Search code examples
postgresqlsqlitefull-text-search

Postgresql full text search 8 times slower than sqlite fts search


So I want to do some fulltext searching, looked up how to do it with sqlite, implemented that and figured it's to slow. So I chose postgresql as I have been using that database anyway in the last years.

I have a pretty simple table + trigger and an index:

CREATE TABLE submission
(
    id           TEXT NOT NULL,
    subreddit_id TEXT NOT NULL,
    author       TEXT,
    created_utc  INTEGER,
    title        TEXT NOT NULL,
    selftext     TEXT,
    permalink    TEXT,
    num_comments INTEGER,
    score        FLOAT,
    upvote_ratio FLOAT,
    fts          TSVECTOR,
    UNIQUE (id, subreddit_id)
);
CREATE FUNCTION submission_fts_trigger() RETURNS trigger AS
$$
BEGIN
    new.fts :=
                setweight(to_tsvector('pg_catalog.english', new.title), 'A') ||
                setweight(to_tsvector('pg_catalog.english', new.selftext), 'B');
    return new;
END;
$$ LANGUAGE plpgsql;
    
CREATE TRIGGER trg_submission_idx_fts_update
    BEFORE INSERT OR UPDATE
    ON submission
    FOR EACH ROW
EXECUTE FUNCTION submission_fts_trigger();

CREATE INDEX search_idx_fts_idx ON submission USING GIN (fts);

sql query for search
"SELECT * FROM submission, plainto_tsquery('foostring') AS q WHERE (fts @@ q);"

Now while it works it's 8 time slower than the sqlite solution and this is kind of weird, I would have expected a different outcome.
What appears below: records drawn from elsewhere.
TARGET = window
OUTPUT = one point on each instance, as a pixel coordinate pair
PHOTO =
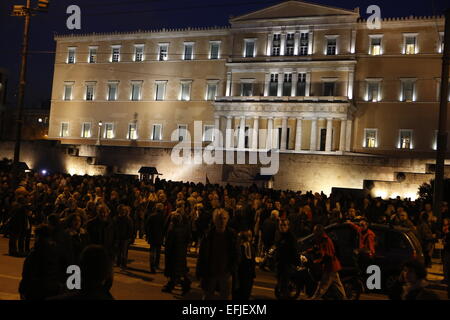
(139, 52)
(331, 46)
(90, 91)
(328, 88)
(92, 55)
(112, 91)
(410, 43)
(276, 44)
(182, 132)
(71, 55)
(246, 89)
(64, 130)
(163, 51)
(290, 44)
(214, 50)
(408, 86)
(249, 51)
(273, 85)
(301, 85)
(211, 91)
(86, 130)
(185, 90)
(132, 131)
(370, 138)
(405, 139)
(375, 45)
(136, 88)
(188, 51)
(304, 44)
(157, 132)
(109, 131)
(115, 54)
(208, 133)
(160, 90)
(287, 84)
(68, 91)
(373, 91)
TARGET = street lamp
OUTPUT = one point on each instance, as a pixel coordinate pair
(100, 124)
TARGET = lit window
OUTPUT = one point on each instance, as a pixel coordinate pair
(157, 132)
(211, 91)
(112, 91)
(375, 45)
(331, 46)
(410, 44)
(136, 88)
(214, 50)
(64, 130)
(160, 90)
(208, 133)
(115, 54)
(185, 91)
(249, 48)
(182, 132)
(163, 51)
(370, 138)
(304, 44)
(109, 131)
(276, 44)
(90, 92)
(71, 56)
(132, 131)
(188, 51)
(86, 130)
(405, 139)
(92, 55)
(139, 52)
(68, 91)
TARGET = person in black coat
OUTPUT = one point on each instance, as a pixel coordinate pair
(154, 228)
(43, 274)
(123, 230)
(177, 241)
(243, 284)
(101, 230)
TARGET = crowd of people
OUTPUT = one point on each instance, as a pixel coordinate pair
(227, 225)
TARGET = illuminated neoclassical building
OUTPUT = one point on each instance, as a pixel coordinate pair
(309, 79)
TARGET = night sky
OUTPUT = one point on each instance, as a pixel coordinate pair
(121, 15)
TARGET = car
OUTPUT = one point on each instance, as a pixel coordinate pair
(393, 247)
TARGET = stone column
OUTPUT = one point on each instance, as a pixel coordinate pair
(348, 138)
(266, 85)
(342, 137)
(229, 84)
(298, 135)
(313, 142)
(280, 84)
(329, 134)
(269, 136)
(283, 44)
(269, 44)
(308, 84)
(294, 84)
(217, 142)
(255, 133)
(283, 134)
(241, 141)
(229, 132)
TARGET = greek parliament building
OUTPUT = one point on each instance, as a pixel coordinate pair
(342, 103)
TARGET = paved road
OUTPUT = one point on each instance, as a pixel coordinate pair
(136, 283)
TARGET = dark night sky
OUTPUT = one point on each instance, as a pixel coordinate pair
(121, 15)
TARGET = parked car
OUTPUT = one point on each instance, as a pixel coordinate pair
(393, 247)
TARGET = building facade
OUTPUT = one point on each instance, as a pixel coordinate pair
(298, 77)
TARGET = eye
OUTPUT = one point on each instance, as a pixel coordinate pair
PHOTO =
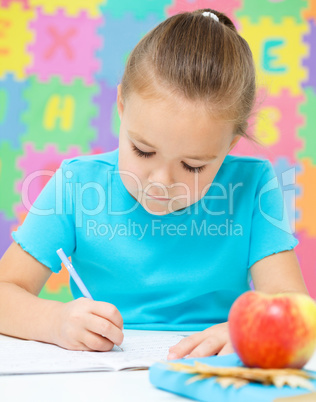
(192, 169)
(149, 154)
(141, 153)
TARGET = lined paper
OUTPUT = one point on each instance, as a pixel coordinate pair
(31, 357)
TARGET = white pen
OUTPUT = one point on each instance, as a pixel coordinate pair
(75, 276)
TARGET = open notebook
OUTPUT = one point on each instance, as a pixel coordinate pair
(30, 357)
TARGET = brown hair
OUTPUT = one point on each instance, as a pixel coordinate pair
(200, 59)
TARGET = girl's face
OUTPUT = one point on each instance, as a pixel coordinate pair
(169, 151)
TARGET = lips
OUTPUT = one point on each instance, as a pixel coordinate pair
(158, 198)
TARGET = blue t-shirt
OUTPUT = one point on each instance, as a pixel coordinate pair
(180, 271)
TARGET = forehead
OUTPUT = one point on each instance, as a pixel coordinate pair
(177, 124)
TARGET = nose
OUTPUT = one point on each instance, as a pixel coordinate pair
(161, 176)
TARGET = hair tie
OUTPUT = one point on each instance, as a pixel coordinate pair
(212, 15)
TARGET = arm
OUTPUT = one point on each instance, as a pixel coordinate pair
(276, 273)
(81, 324)
(22, 313)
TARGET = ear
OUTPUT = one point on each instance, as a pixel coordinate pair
(234, 142)
(119, 101)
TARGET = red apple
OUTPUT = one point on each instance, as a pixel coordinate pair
(273, 330)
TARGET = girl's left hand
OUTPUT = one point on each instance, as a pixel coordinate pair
(213, 340)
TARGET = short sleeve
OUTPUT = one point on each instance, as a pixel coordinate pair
(49, 223)
(270, 228)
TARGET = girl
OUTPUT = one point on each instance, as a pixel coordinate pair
(167, 230)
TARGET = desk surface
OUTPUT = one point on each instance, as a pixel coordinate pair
(117, 386)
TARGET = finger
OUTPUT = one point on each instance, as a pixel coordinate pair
(185, 346)
(107, 311)
(105, 328)
(227, 349)
(97, 342)
(209, 347)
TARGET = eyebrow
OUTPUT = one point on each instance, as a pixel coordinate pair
(204, 158)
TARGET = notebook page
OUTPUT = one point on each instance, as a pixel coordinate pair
(140, 351)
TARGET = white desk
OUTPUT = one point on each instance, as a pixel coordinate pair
(118, 386)
(130, 386)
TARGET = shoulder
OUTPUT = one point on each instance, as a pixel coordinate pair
(247, 168)
(91, 165)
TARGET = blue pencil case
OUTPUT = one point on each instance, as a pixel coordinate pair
(208, 390)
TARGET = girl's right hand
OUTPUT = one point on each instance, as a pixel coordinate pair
(85, 324)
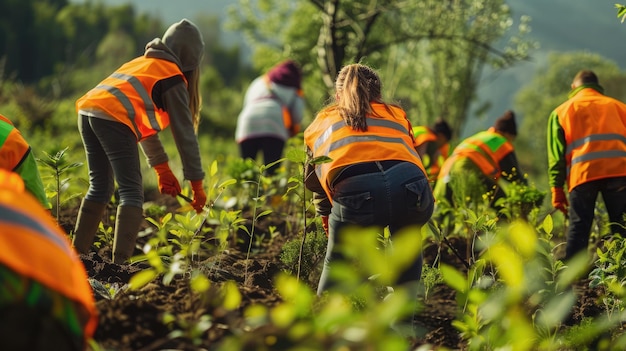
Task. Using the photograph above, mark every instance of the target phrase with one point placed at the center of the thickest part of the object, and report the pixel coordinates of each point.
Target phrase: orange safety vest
(34, 246)
(13, 147)
(486, 150)
(126, 95)
(596, 140)
(388, 137)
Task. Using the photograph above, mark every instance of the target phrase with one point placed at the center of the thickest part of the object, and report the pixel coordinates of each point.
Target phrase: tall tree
(547, 90)
(431, 51)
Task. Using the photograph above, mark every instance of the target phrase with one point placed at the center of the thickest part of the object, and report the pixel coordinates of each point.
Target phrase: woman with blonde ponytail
(140, 99)
(374, 178)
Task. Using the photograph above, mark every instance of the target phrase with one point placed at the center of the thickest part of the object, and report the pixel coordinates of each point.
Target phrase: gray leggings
(112, 152)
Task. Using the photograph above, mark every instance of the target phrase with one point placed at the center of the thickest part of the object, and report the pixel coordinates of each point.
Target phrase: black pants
(271, 147)
(582, 206)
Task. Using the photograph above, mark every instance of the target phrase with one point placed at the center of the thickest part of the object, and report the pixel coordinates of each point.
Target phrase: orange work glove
(559, 201)
(168, 184)
(325, 224)
(199, 196)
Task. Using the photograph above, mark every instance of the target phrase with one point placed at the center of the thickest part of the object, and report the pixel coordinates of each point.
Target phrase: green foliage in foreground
(514, 293)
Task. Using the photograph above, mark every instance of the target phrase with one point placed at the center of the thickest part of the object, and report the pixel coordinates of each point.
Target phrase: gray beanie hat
(185, 41)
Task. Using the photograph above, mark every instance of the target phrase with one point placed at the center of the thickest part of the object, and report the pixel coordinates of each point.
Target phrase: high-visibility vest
(13, 147)
(34, 246)
(387, 137)
(423, 135)
(126, 95)
(486, 150)
(595, 135)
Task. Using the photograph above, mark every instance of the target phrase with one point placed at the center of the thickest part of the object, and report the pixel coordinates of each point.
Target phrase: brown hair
(356, 86)
(195, 99)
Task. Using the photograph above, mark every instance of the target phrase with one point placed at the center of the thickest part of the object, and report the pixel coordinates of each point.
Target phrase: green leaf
(453, 278)
(199, 283)
(548, 224)
(142, 278)
(232, 296)
(213, 170)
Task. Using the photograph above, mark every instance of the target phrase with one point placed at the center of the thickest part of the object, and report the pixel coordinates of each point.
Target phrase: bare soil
(133, 320)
I also looked around and it seems the solution above should be fast according to some blog posts. Currently the data I have in the table are around 1500 rows.

One search in postgresql takes around 32 ms and one search in sqlite 4 ms.

Am I missing something? Is there a way to make search faster in postgresql? Will sqlite get slower if I add more data to the table?

Would something like elasticsearch be faster?

edit The result of explain(analyze,buffers) is:

Nested Loop  (cost=12.31..36.12 rows=7 width=876) (actual time=2.517..2.518 rows=1 loops=1)
   Buffers: shared hit=34
  ->  Function Scan on plainto_tsquery q  (cost=0.25..0.26 rows=1 width=32) (actual time=2.472..2.472 rows=1 loops=1)   
        Buffers: shared hit=29 
  ->  Bitmap Heap Scan on submission  (cost=12.06..35.79 rows=7 width=844) (actual time=0.040..0.040 rows=1 loops=1)
        Recheck Cond: (fts @@ q.q)
        Heap Blocks: exact=1
        Buffers: shared hit=5
        ->  Bitmap Index Scan on search_idx_fts_idx  (cost=0.00..12.05 rows=7 width=0) (actual time=0.029..0.029 rows=1 loops=1)
              Index Cond: (fts @@ q.q)
              Buffers: shared hit=4
Planning:
 Buffers: shared hit=188
Execution Time: 2.611 ms

Edit 2 So, the measurements I took were from the function calling the select statement, which is the same for both sqlite and postgresql. Thanks to the analyzer I can see that postgresql is fast enough and somewhere the jdbc wrapper I am using seems to add a lot of overhead.
Thanks for the pointer.


Solution

  • Thanks to the comments here it was clear that it's not the database fault. So I did some digging and finally remembered that I did not add connection pooling yet and instead opened a new SQL connection for every database request.

    It turns out, doing that, needs 10 times more time than using a connection pool.

    With a connection pool in place postgresql full text search is slightly faster, around 10% for my setting right now.